Daydreams and Nightmares: Amalgams of Technology and Aesthetics in Animation
A fascinating symposium on September 8th – 9th 2017 that looks at hybrid technologies and collapsing boundaries in digital animation will take place at the Central Linz in Austria as part of the Ars Electronica Festival.
Let’s not forget the hand-made. In the olden days, back then before computers…. people made animation by hand.
Terry Gilliam describes how he achieved the raw dynamism and anarchic humour of his paper cut-out animations for Monty Python. From Bob Godfrey’s brilliant ‘Do It Yourself Animation Show‘, 1974.
Here’s some of Gilliam’s work in action for Monty Python:
Questions to ponder: does our work actually benefit from technical perfection? Or is there something that gets lost – some form of energy or dynamism – when we spend too much time getting it just right?

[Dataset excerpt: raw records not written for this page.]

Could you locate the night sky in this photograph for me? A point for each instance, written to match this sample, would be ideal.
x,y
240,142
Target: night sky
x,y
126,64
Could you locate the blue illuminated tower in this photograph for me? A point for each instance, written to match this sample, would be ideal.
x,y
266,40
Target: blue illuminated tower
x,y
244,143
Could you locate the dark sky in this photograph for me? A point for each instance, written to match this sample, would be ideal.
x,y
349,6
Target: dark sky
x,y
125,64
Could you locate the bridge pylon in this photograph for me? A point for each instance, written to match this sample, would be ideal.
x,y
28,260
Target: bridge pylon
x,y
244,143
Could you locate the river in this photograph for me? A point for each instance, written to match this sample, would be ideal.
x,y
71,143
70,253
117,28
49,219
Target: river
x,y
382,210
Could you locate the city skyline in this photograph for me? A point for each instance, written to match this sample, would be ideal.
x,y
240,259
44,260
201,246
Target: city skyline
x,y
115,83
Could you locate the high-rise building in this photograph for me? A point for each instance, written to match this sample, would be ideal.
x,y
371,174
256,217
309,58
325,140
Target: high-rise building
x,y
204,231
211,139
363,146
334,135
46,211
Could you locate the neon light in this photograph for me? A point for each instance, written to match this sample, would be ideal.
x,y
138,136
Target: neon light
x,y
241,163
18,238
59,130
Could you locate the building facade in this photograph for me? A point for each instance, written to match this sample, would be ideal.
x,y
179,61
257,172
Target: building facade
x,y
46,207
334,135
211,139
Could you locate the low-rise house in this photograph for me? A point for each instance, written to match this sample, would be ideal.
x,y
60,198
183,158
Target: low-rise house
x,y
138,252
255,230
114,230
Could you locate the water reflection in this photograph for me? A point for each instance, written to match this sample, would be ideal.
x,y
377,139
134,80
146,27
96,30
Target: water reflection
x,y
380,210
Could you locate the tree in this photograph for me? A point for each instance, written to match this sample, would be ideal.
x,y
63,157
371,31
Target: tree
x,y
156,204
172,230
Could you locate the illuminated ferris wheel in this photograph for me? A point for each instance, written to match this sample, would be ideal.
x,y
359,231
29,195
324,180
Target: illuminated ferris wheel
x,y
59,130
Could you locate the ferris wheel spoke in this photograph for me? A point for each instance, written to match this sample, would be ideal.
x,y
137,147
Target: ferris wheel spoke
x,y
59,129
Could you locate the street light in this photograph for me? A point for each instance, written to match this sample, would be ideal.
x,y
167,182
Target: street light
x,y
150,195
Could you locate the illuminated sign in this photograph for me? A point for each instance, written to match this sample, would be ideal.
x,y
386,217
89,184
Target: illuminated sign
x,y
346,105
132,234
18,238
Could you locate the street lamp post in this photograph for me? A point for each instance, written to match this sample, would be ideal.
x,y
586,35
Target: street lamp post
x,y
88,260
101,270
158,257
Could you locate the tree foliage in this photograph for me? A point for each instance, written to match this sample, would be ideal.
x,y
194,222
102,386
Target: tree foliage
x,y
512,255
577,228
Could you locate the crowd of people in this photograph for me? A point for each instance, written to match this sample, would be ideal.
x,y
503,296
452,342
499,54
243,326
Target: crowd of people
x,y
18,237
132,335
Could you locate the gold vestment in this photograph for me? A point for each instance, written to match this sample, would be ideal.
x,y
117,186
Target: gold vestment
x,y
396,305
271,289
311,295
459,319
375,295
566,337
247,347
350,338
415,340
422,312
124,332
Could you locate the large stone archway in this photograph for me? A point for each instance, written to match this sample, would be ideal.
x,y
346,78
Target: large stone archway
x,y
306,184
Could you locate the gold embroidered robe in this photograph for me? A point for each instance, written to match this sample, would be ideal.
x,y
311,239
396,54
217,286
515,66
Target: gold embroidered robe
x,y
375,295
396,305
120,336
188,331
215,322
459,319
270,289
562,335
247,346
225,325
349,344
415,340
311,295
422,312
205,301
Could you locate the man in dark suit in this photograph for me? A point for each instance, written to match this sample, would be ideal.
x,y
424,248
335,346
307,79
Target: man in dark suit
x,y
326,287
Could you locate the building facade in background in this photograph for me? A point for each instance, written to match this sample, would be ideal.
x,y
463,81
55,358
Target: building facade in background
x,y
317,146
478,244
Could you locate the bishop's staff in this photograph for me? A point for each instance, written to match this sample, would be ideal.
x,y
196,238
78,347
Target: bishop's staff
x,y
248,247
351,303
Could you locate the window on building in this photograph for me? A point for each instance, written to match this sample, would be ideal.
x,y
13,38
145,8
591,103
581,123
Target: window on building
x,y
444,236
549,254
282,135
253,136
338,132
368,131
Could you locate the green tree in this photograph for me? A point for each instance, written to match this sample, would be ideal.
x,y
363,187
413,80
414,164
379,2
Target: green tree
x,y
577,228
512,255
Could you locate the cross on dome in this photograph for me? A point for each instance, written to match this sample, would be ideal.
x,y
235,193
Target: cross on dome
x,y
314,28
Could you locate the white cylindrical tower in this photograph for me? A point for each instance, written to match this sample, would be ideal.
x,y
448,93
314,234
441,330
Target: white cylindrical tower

Seeing Gilliam’s use of real hands in combination with paper cut-outs reminds me of this fantastic car commercial that uses many, many hands. The initial simplicity of ‘What Hands Can Do‘ reminds us of the hand-made and takes us back to what the very first images projected through shadows may have looked like and then it builds to an extraordinary complexity. This commercial is a perfect example of a post-digital aesthetic – seamlessly combining the hand-made with the digital, using the best of both worlds.